Humans and non-human animals have been deeply connected for millennia. What is the nature of these intimate bonds? How have these relationships shaped and been shaped by shifting climates and environmental conditions? What might non-human species teach us about how to better live on the planet in the Anthropocene?
Through lenses of animal behavior, social psychology and cultural anthropology, this program will examine a range of human/animal interactions. For example, we will examine how human-produced noise (traffic, sonar, etc.) affects animal communication, the impact of light pollution and landfills, and how habitat fragmentation is causing animals to either adapt to new urban environments or perish. We will consider the intimacies of raising farm animals in the Himalayas, and the risks of farming salmon in the Salish Sea. And we will explore the thin boundary between our mammalian selves and other animal species as we consider ways to live more sustainably.

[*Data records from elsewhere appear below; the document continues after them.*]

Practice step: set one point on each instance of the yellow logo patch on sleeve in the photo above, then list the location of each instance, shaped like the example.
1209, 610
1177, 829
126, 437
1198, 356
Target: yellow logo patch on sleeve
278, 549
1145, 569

Our learning objectives for the program are to use case studies of human/non-human animal interfaces to develop analytical frames, raise ethical questions, consider new directions, and create meaningful applications for our learning. We will offer workshops to develop writing and communication skills. Learning modalities will include: lecture; examining readings, films, podcasts and other resources together; seminar discussion; workshops; student-led projects; and hopefully some field trips (conditions permitting).

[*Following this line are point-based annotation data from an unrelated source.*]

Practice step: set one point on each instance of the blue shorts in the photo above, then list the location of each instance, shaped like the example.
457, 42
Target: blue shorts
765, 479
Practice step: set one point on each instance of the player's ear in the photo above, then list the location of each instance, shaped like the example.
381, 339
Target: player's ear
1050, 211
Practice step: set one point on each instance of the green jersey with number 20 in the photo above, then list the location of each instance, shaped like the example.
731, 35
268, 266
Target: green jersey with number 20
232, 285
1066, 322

Possible readings for the course may include: Domestication Gone Wild: Politics and Practices of Multispecies Relations, edited by Swanson, Lien and Ween; Living with Animals: Bonds across Species by Natalie Porter and Ilana Gershon; Anthropocene Psychology: Being Human in a More-than-Human World by Matthew Adams; and Animal Intimacies: Interspecies Relatedness in India’s Central Himalayas by Rahdhka Govindrajan. Final reading list will be available on the program syllabus.
$50 Student fees will cover entrance fees and art supplies for an observational journal.